Uma ideia que gostei bastante é que o elemento de loucura do filme não é necessariamente a loucura da diversão ou de um estilo mais excêntrico do filme, mas a ideia de loucura associada à obsessão e ao confronto com a tragédia de um destino inevitável, provocado pelas nossas acções e escolhas. Neste caso, as ações e escolhas de versões alternativas de Estranho levam-no a constatar como está perigosamente perto de prejudicar a realidade, mais do que a salvar, pela sua insistência em assumir sempre sozinho o manto de salvador.
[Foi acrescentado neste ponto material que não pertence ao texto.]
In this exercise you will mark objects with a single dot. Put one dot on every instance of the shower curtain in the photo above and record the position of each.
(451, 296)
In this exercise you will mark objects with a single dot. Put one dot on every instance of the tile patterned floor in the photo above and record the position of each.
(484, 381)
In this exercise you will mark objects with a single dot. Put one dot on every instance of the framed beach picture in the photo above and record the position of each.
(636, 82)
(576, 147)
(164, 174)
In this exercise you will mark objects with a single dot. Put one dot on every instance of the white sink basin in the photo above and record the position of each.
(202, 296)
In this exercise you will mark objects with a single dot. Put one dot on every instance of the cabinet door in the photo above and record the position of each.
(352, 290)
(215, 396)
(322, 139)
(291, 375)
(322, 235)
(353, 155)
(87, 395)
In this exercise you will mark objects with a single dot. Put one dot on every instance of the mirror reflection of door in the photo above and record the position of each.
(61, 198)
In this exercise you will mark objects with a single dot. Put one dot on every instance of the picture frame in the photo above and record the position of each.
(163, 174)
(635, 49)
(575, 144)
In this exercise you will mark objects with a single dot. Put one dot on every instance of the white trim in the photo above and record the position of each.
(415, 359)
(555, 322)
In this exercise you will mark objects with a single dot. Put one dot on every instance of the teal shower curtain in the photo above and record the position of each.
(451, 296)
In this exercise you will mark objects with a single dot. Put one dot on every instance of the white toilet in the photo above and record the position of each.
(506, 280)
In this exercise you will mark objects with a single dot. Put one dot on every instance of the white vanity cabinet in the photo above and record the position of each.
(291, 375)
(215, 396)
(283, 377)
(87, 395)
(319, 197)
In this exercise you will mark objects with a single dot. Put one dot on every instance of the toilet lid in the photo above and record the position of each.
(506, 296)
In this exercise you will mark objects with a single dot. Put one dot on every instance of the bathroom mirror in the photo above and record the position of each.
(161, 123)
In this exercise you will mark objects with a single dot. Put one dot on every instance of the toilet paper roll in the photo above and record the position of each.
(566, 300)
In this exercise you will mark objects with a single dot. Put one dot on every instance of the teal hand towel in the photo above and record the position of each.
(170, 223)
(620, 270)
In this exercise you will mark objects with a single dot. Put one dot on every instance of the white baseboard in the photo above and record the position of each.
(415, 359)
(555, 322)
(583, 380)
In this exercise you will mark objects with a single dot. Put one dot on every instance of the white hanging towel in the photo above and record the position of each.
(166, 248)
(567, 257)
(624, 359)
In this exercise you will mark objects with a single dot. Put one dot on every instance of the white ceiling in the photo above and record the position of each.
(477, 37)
Agora, não quer dizer que essa loucura não esteja presente nos momentos de entretenimento, tanto que temos uma incrível sequência em que seguimos Estranho e America catapultados por várias dimensões ao longo de um trajeto imparável, e os vemos assumir diferentes formas, de acordo com as regras de cada dimensão. É uma sequência que, não sendo mais que pipocas para os olhos, está espetacular. Além disso, aposto que nunca viram uma batalha entre mestres das artes místicas travada com notas de música a serem usadas como shurikens. Para não falar da banda-sonora de Danny Elfman. Não é tão marcante como em outros projetos que fez com Raimi, mas destaca-se como um bom companheiro durante todo o filme, principalmente nos momentos mais tocantes de transformação do protagonista e vilã, e naqueles momentos de terror épico quase saído dos clássicos da Universal.
No final de contas, Doctor Strange in the Multiverse of Madness não é o melhor filme da Marvel nem o melhor filme de Raimi. Está num lugar confortável de meio do escalão, mas é bem melhor do que as últimas ofertas do estúdio. Pode não ser a aventura mais irreverente de sempre, mas é um híbrido sólido de comercial com série B. Faltam mais heróis “estranhos” no cinema, como Sam Raimi.